I see this as a passive observer sometimes when I see people with very high public profiles struggling to balance the desire and need to connect with their fans with their own personal desire to have private lives. The high-profile author who had to politely ask fans to stop ferreting out his old address and sending things to it because it was creeping out the people who bought his house from him. The author who was criticised for not providing details about a medical condition even as she was opening up about having health problems. The film star subjected to scrutiny for wanting to be left alone while doing ordinary public things like getting some food or going to, well, a movie. The person who wants to be able to ride the train without being photographed and mobbed.
It’s exciting to see someone who produces media that you know! It’s an experience I’ve had, and I’ve had the quietly starstruck experience too, of being too shy to introduce myself to someone who would probably like me just fine. I’ve also had the desire to say anything, something, anything at all, in the hopes of getting a response and being able to say I talked to someone I admire or enjoy. It’s exciting when you see that someone is active on social media or even lives in your community, because then there’s a deep sense of connection; you were a passive consumer of the media this person creates, but now you can be an active participant. You’re not just a fan anymore, you’re a friend. You’re a follower, a liker, someone who interacts. You can Tweet the object of your interests and depending on level of business, you might get a friendly reply or even start a whole conversation! Maybe someone will follow you back! Shares something funny you said or links to something you wrote to say it was enjoyable. Fannishness and appreciation isn’t a one way street and some of the funniest, most excellent people I’ve met are those who started out by hesitantly @replying me or sending me friendly emails.
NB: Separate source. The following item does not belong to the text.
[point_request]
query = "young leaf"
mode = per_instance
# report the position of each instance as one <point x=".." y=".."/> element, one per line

This is super great: I love the ability of connection we’re able to have with each other now. When I read authors I loved as a kid, I had to write them painstaking letters care of their publishers if I wanted to express my adoration (none ever wrote back, if you’re wondering). With the rise of social media has come a high degree of interactivity — I can tweet at J.K. Rowling if I want and I can email her my nasty review if I want, too. Ms. Rowling can respond to me, even if it’s just to say ‘I totally love raspberry scones too!’ I can feel this warm and fuzzy sense of connection — J.K. Rowling talked to me!
But there is a thing that gets obscured in all of this, which is that when you are talking to public figures, whether they’re J.K. Rowling or a columnist you like or a web cartoonist just starting out, people with any degree of public following from millions to tens, they’re not presenting their whole selves, for the most part. They’re protecting themselves, but they’re also bringing out the best parts of themselves for their work. Even funny, offhand comments about our personal lives to emphasise that we’re human don’t encompass our whole lives, and it’s creepy when people who don’t know us exert a degree of ownership or make presumptions that cross weird, uninvited lines.
We are all humans here and just as I cringe when public figures are abused because people abstract their humanity, I cringe when their fans fail to recognise, or respect, some distinctive and important lines. It can be hard to find that balance and it’s not always clean or obvious, but it’s important. Sometimes it comes down to something as simple as this: How would you feel if someone did the same to you?